I've been told to test 4th/5th dec (about 14 days from transfer), but that is for a home pregnancy test, not a blood test. I guess as with all stages of this process each clinic has their own recommendations.

We've all had day 3 transfers now, if you had yours today Chadwick, lets   and   that they all snuggle in and implant nicely now!

Am feeling a bit strange today (mainly psychologically, i think), no symptoms as such, odd niggly pain still but I guess thats to be expected. Seems strange not having another clinic appointment to be aiming towards.
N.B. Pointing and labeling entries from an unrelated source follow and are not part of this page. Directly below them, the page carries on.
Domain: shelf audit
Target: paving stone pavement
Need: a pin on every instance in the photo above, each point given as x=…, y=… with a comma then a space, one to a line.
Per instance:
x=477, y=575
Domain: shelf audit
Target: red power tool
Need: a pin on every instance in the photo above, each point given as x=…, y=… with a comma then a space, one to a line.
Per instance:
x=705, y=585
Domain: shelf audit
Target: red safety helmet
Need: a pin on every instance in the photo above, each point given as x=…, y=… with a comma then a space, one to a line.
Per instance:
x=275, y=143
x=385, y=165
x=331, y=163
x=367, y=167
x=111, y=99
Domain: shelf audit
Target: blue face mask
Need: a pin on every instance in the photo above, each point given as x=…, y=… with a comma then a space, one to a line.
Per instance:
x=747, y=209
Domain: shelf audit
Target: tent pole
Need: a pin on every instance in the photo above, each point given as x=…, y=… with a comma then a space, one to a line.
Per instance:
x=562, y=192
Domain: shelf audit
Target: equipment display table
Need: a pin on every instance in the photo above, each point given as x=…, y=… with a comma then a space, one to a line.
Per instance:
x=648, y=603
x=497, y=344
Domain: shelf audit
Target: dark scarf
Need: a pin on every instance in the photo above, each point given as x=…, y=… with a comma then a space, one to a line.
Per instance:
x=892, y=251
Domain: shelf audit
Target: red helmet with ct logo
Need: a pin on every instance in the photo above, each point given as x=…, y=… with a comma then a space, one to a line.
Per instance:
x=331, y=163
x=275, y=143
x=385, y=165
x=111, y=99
Emma, are you still taking your OHSS med then? They stopped mine yesterday, so just on the Cyclogest now.

What have you all got planned for your two week wait? 

    to all!

Miche x


----------



## emmielou123 (Jun 15, 2010)

hey miche

yeah still on tablets i got 3 days left on them, they are making me feel sick in night thou but checked with leigh hospital today and they said its normal, my belly seemed to have gone down abit cos it was huge after transfer. im off sick until sat then back in work. its hard work trying to chill and being anxious about every little niggle!! lol also i know its prob too much info but is anyone abit constipated?! not sure if its the meds

emma


----------



## pinkmiche (Nov 10, 2010)

hey emma,

yeah my tummy took till yesterday to go down, guess its a combination of the ohss and them poking and proding around for the egg collection!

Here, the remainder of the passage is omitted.